Ebola : les dommages collatéraux de la surveillance sanitaire
20 mai 2015
Le virus Ebola a une durée d’incubation de 21 jours au maximum. ©FrederickMurphy
Lorsqu’un cas de fièvre à virus Ebola est déclaré, la mise à l’isolement à domicile et la surveillance de toutes les personnes entrées en contact avec le malade sont établies. Un dispositif essentiel pour enrayer la propagation de l’épidémie. Mais qui n’est pas sans effets sociaux et psychologiques sur les populations concernées. Des chercheurs du projet EBSEN (Epidémie d’Ebola et production sociale de la confiance au Sénégal) ont mené une enquête sur l’impact des mesures de surveillance au Sénégal. Ce pays a déclaré un seul cas confirmé d’Ebola et mis en place le suivi de 74 personnes contact, parmi lesquels 40 agents de santé.
« Le dispositif de surveillance à domicile a été efficace (au Sénégal n.d.l.r.) », indique l’Institut de Recherche et Développement (IRD), associé à ce travail. « Mais contesté par la majorité des 40 agents de santé concernés. » En effet, au cours de l’épidémie, les professionnels de santé sont les plus exposés au risque de contamination. De ce fait, ils sont nombreux à avoir été maintenus à domicile pendant les 21 jours d’incubation du virus.
« Mal informés sur le risque et notamment l’absence de contagion avant l’apparition des premiers symptômes, ils ont considéré que la surveillance communautaire sacrifiait leur entourage, en l’exposant à une contamination en cas d’infection avérée », expliquent les chercheurs. En effet, confinés à domicile, ils restaient quand même en contact avec leur famille. « Ils ont vécu cette situation avec angoisse et ont parfois caché des informations à leur entourage pour ne pas l’affoler ou être sujets à la stigmatisation. » Toutefois, « l’empathie de l’équipe de suivi et le dispositif d’aide psychologique par téléphone leur ont permis de traverser cette épreuve », assurent les auteurs.
Des difficultés économiques immédiates
Autre conséquence indésirable de ce dispositif, la perte de revenus.
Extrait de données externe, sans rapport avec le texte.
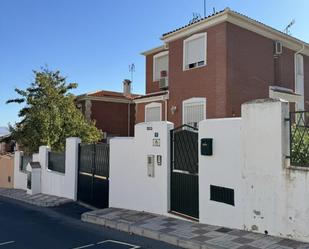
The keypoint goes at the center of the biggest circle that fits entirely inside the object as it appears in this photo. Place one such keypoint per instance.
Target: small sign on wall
(156, 142)
(206, 147)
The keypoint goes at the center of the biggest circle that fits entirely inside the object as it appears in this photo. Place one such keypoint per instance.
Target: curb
(144, 232)
(18, 197)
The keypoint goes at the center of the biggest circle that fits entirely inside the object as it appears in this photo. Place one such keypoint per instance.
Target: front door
(93, 174)
(184, 172)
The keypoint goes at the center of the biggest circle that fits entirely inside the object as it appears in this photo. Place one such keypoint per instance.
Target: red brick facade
(240, 67)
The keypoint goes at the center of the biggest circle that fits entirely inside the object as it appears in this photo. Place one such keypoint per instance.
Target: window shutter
(194, 113)
(161, 64)
(153, 114)
(195, 50)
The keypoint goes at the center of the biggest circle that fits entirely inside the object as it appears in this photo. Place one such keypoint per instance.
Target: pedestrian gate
(184, 171)
(93, 174)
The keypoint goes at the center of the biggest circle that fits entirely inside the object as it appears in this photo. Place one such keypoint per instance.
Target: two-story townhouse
(113, 112)
(210, 67)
Ainsi, « plusieurs personnes ont perdu leur source de revenus pendant leur mise en surveillance et certaines ne l’ont pas retrouvée ensuite », poursuivent-ils. « Ceci a perturbé leur vie quotidienne et leurs habitudes alimentaires, et remis en question des projet à long terme… » Dans tous les cas, les autorités ont fini par leur apporter un appui matériel, « mais de façon tardive et limitée. » C’est pourquoi, certaines personnes « ont été tentées de quitter leur domicile pour subvenir à leurs besoins », au risque de favoriser une propagation de l’épidémie en cas d’infection.
« Ces observations révèlent la nécessité de mettre en place un accompagnement psychosocial [pour ces personnes], afin de prévenir les tensions sociales dans leurs quartiers et favoriser leur réinsertion professionnelle », concluent les auteurs. D’autant que la confiance accordée au dispositif sanitaire est essentielle, notamment de la part des professionnels de santé. L’épidémie d’Ebola a montré à quel point « un sentiment de méfiance, amplifié par les médias, peut avoir des effets sociaux dévastateurs entretenant l’épidémie ». Ce fut le cas dans les pays les plus touchés, la Guinée, le Libéria et la Sierra Leone, par le biais de déni, de théories diverses sur l’origine de la maladie et par l’évitement du système de soins.
Au total, environ 25 000 cas, dont plus de 10 000 morts ont été victimes d’Ebola au cours de la pire épidémie de l’histoire de cette maladie.